The works by Erwin Schulhoff and Jacques Ibert that he will perform certainly fit the cultural milieu of the era. Schulhoff, a German-Czech Jew, died in a World War II concentration camp, and his music, along with the saxophone itself, was considered “degenerate art” by the Nazis. Ibert, like many French composers of his generation, was influenced by jazz, and his Concertino da Camera is “a masterpiece in our literature,” McAllister said. “Its challenges push me to this day.” He hasn’t played it with a professional orchestra since 2006, and “it was hard then and it’s hard now.”

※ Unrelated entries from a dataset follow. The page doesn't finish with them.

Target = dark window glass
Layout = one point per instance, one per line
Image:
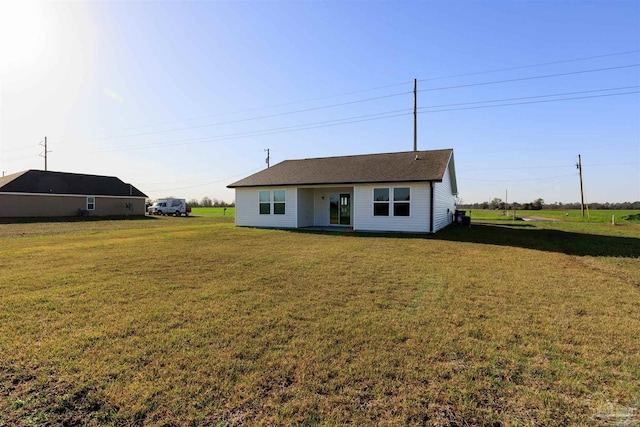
(401, 209)
(265, 197)
(380, 194)
(278, 196)
(381, 209)
(401, 194)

In college and graduate school, “the saxophone was the vehicle for my artistic expression,” McAllister said. But like any ambitious young musician, “your path can lead you in any direction, and you have to be prepared to pivot. Hardly anyone gets to make a living as a soloist” – which is particularly true for saxophonists. McAllister can name a lot of conductors and arts administrators who started on his instrument, and he himself thought about a career in conducting. But his path took him to the University of Michigan, where he is professor of saxophone, and he also performs as a freelancer.
One way to get more performing opportunities is to convince composers to write for the instrument, and the social upheavals of 2020 are indirectly benefiting the saxophone. As orchestras re-assess their programming, “diversity of voices also comes with diversity of instrumentation,” McAllister said. “Young composers of color see instruments other than the violin or cello.” He looked around many symphonies’ season announcements for 2021-22, and said of the living composers, “I know all of these people; I’ve been working with them for years. It’s nice to see orchestras catch up.”

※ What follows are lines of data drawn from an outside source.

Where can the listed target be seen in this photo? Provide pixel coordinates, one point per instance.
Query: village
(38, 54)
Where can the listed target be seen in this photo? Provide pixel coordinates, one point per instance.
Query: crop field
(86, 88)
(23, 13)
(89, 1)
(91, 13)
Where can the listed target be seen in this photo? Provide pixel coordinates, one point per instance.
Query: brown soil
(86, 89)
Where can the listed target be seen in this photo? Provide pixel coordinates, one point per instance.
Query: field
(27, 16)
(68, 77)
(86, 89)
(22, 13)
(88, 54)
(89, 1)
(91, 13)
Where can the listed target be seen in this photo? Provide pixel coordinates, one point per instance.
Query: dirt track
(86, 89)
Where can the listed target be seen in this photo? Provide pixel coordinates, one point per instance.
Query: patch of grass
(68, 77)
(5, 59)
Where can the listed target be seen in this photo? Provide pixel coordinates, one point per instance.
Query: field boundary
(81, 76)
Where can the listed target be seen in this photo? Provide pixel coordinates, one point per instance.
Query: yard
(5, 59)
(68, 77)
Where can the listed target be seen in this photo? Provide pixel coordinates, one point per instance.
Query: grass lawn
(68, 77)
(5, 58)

McAllister last soloed with the MSO in 2014, performing the concerto that John Adams wrote for him. As a teenager in Houston, he saw the 1987 world premiere production of Adams’ opera Nixon in China, with his teacher playing one of the four saxophone parts in the orchestra, “and that’s when I realized what I wanted to do with my life. John is a little embarrassed when I tell him that his music led me down this path.”
There is a big difference, however, between soloing and sitting in the woodwind section for pieces that happen to call for a saxophone – which McAllister has also done in the past for the MSO. The practice of asking a full-time clarinetist to double on the instrument is becoming rarer, McAllister said, but when he joins an orchestra for one week, “you immediately have to embed yourself in the culture of the group. Every orchestra is different. The pressure is on us to show up and lay it down.”